Trois ans de tensions entre Niamey et la Cédéao
Le 30 juillet 2023 marquait un tournant : quatre jours après le renversement de Mohamed Bazoum, la Communauté économique des États de l’Afrique de l’Ouest (Cédéao) exigeait le rétablissement immédiat du président nigérien déchu. Sanctions économiques et menace d’intervention militaire s’enchaînaient, perçues comme une déclaration de guerre par les juntes du Mali et du Burkina Faso. Cette réaction en chaîne a complexifié la situation, rendant impossible toute résolution isolée du conflit entre le Niger et l’organisation régionale.
La création de l’Alliance des États du Sahel (AES) en 2024 a officialisé cette rupture. Depuis janvier 2025, le retrait des trois pays membres de la Cédéao est acté, mais des échanges discrets persistent entre les deux blocs. Une lueur d’espoir émerge progressivement.
Lansana Kouyaté, médiateur entre Niamey et Abidjan
L’ex-Premier ministre guinéen Lansana Kouyaté a été désigné comme interlocuteur privilégié par la Cédéao pour relancer le dialogue. Son rôle est crucial : il doit concilier les exigences de sécurité de l’organisation régionale avec les réalités géopolitiques du Niger, fortement dépendant de ses voisins comme le Bénin et le Nigeria pour son approvisionnement énergétique et ses échanges commerciaux via le port de Cotonou.
Lors de la récente réunion de la Cédéao à Freetown en juillet 2026, le nouveau président de la Commission, le Sénégalais Birame Diop, a reçu pour mission de prioriser les discussions sur la sécurité régionale. « Les deux parties semblent enfin sur la même longueur d’onde pour engager un dialogue constructif », confie Pape Ibrahima Kane, spécialiste des organisations internationales. Cette dynamique inédite pourrait ouvrir la voie à des avancées significatives.
L’arrivée de nouveaux acteurs clés
La nomination de Bassirou Diomaye Faye à la présidence en exercice de la Cédéao a marqué un changement notable. Dès mai 2024, il avait entamé une tournée dans les pays de l’AES, envoyant un signal fort de volonté de réconciliation. Son homologue béninois, Romuald Wadagni, a emboîté le pas en se rendant en priorité à Niamey après son investiture, avant de visiter le Burkina Faso et le Mali.
« Ces dirigeants sont perçus comme moins idéologiques que leurs prédécesseurs, comme Alassane Ouattara ou Macky Sall, souvent critiqués. Leur approche pourrait faciliter la levée des tensions », analyse Pape Ibrahima Kane. À Abuja, la nouvelle équipe de la Cédéao travaille actuellement à un programme moins interventionniste que par le passé, favorisant une approche pragmatique.
Le casse-tête de la détention de Mohamed Bazoum
Sahanine Mahamadou, conseiller spécial de l’ancien président nigérien, reste sceptique : « Les militaires au pouvoir refusent systématiquement le dialogue. Pour eux, céder le pouvoir aux civils serait un aveu de faiblesse. Pourtant, l’histoire a montré que les juntes ne parviennent pas à stabiliser durablement les pays ». Il rappelle que Mohamed Bazoum n’a toujours pas signé sa démission et que son épouse est détenue avec lui, un sujet de préoccupation pour la communauté internationale, comme en témoigne la résolution du Parlement européen adoptée en mars 2024.
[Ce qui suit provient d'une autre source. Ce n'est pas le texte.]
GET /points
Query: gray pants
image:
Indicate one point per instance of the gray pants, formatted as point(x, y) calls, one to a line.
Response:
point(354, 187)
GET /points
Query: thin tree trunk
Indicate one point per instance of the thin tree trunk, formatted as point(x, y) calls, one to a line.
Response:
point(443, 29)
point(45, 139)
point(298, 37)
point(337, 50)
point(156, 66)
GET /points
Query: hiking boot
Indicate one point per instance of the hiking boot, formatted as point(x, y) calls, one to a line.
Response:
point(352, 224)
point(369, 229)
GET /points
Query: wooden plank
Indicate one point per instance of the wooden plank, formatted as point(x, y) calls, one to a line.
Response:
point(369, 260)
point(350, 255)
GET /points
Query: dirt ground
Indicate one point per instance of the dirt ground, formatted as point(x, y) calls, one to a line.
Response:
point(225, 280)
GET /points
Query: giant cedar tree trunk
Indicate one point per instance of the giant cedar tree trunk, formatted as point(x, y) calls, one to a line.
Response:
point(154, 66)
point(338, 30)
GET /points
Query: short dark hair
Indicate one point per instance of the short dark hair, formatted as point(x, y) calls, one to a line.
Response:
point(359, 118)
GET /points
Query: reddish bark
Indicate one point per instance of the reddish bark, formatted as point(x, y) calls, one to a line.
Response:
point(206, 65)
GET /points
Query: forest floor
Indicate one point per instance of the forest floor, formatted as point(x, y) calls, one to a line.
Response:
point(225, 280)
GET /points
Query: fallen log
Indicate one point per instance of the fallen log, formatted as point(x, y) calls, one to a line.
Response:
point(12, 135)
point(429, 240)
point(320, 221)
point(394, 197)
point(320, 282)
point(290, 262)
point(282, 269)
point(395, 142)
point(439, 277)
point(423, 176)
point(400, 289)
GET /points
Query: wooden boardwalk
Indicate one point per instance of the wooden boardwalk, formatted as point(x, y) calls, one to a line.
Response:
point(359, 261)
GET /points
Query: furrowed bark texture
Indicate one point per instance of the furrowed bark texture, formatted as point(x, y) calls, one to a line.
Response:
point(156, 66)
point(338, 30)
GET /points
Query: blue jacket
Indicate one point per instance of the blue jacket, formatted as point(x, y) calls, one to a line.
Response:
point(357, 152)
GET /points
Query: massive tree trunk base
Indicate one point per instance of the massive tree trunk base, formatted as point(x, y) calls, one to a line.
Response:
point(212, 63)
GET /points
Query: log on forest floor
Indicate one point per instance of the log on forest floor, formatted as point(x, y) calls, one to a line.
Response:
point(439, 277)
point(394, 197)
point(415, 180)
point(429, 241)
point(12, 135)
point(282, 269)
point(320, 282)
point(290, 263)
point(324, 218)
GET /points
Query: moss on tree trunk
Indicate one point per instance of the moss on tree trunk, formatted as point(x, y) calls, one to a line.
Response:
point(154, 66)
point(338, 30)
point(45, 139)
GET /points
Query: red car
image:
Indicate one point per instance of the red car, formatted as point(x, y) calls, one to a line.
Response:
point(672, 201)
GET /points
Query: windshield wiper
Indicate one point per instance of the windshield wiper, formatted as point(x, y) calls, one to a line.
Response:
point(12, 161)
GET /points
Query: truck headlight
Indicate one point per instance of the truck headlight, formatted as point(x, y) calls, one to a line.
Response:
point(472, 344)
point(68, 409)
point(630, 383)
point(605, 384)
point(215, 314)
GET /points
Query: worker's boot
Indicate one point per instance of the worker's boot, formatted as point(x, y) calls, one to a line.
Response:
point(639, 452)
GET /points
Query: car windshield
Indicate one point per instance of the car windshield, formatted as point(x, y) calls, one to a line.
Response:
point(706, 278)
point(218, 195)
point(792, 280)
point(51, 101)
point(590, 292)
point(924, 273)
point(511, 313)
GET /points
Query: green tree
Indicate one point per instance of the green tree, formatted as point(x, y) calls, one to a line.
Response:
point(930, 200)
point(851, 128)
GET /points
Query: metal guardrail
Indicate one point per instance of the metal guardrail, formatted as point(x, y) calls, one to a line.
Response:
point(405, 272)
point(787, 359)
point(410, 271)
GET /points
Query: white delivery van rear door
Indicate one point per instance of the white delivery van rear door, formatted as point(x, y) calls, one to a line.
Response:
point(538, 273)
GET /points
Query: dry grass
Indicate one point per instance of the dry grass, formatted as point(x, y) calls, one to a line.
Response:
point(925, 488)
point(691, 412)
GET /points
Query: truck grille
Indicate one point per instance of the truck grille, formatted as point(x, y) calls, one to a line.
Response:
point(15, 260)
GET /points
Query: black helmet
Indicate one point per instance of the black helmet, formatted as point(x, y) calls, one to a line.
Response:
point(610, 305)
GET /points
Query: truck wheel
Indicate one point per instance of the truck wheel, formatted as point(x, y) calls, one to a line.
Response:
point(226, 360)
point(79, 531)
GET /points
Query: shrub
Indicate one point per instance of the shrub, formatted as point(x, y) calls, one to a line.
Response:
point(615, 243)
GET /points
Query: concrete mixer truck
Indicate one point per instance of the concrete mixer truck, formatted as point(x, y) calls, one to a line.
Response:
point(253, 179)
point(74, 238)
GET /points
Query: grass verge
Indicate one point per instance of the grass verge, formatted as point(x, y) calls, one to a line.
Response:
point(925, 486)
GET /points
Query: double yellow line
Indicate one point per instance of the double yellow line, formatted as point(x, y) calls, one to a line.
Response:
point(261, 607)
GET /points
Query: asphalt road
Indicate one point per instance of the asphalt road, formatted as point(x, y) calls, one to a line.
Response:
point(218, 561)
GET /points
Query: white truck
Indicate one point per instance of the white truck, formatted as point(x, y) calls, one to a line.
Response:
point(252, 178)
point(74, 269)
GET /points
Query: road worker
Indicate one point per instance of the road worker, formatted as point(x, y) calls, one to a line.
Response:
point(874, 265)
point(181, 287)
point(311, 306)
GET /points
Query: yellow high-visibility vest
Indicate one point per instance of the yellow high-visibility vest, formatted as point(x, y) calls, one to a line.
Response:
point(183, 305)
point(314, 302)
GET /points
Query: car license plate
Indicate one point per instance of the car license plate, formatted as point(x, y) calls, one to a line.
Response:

À Niamey, cette résolution a été perçue comme une ingérence inacceptable. Pourtant, l’Union européenne, historiquement proche du Niger, tente de concilier principes démocratiques et nécessité de maintenir un dialogue avec les autorités actuelles.
« La question de la détention illégale de Mohamed Bazoum est un obstacle majeur », reconnaît Jérôme Pigné, expert en sécurité au Sahel. Pour l’UE, la situation est délicate : comment promouvoir les droits humains sans aliéner les régimes militaires ? Une question sans réponse claire à ce jour.
Les pistes évoquées par les experts incluent un soutien renforcé en matière de sécurité : partage de renseignements, formation des forces locales et fourniture de matériel militaire. Une approche pragmatique qui pourrait, selon certains analystes, stabiliser la région à moyen terme.
L’Europe, partenaire historique du Niger, réévalue actuellement sa coopération avec le pays et ses voisins. L’objectif affiché reste le dialogue, mais la route vers une normalisation des relations entre Niamey et Abidjan s’annonce longue et semée d’embûches.